As part of a Tom Verducci package on Mariano Rivera and his Cutter of Doom, Number 42 finds himself atop Sports Illustrated this week. Here’s what the press release from the sports weekly had to say:
This week’s October 5, 2009, issue of Sports Illustrated, on newsstands Wednesday, features Yankees’ closer Mariano Rivera with the billing One Man, One Pitch: The One and Only Mariano Rivera. As the gates swing open upon another MLB postseason, baseball will once again attempt to divine one of the game’s great mysteries: how a man, closing fast on 40 and armed with but a single pitch, continues to dominate in the clutch like no other player, 13 years and counting.
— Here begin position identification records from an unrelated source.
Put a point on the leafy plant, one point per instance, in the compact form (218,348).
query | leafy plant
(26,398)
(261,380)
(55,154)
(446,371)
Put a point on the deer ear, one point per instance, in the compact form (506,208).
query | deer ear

SI senior baseball writer Tom Verducci reveals that Rivera’s cutter—the defining pitch of his generation—was the result of a happy accident: “God touched Mariano Rivera one June afternoon in 1997, and Rivera shrugged. Just three months into his new role as the closer for a budding Yankees dynasty, Rivera was suddenly unable to throw his signature four-seam fastball straight, not even during his daily toss with pitcher Ramiro Mendoza. Every catch a struggle, Mendoza told Rivera to knock it off, to quit making the ball dip and dart. Rivera assured his friend that he wasn’t doing it intentionally. He was gripping the ball the same way he always had, releasing it the same way he always had. The wicked movement just … happened…. Rivera didn’t have an explanation, and though he says he ‘didn’t have any idea where the ball was going,’ his results did not suffer. He got the save in that game, then in the next three. Still, for a month, he worked with [bullpen catcher Mike] Borzello and pitching coach Mel Stottlemyre to eliminate the cutting action. ‘We were trying to make the pitch stay straighter, [as it had] in ’95 and ’96,’ Rivera says, referring to his first two seasons in the big leagues, ‘but it didn’t work. Then I said, ‘I’m tired of working at this. Let’s let it happen.’ And since that day we didn’t try to straighten it out anymore.’ He smiles. ‘And the rest is history.’ ”
Rivera has become the best closer with the demeanor of a benevolent king; baseball royalty without the arrogance. As a result, he has engendered as much respect from opponents as he has from teammates. Says David Ortiz of the rival Red Sox: “I have respect for Mariano like I have for my father. Why? He’s just different. If you talk to him at an All-Star Game, it’s like talking to somebody who just got called up. To him, everybody else is good. I don’t get it. To him everybody else is the best. It’s unbelievable. And he is the greatest. You know what? Sometimes in those times when he struggles, like when I watch him on TV, I feel bad for him. I seriously do. Good people, you want to do well.”
Those are some might big words of praise from David Ortiz.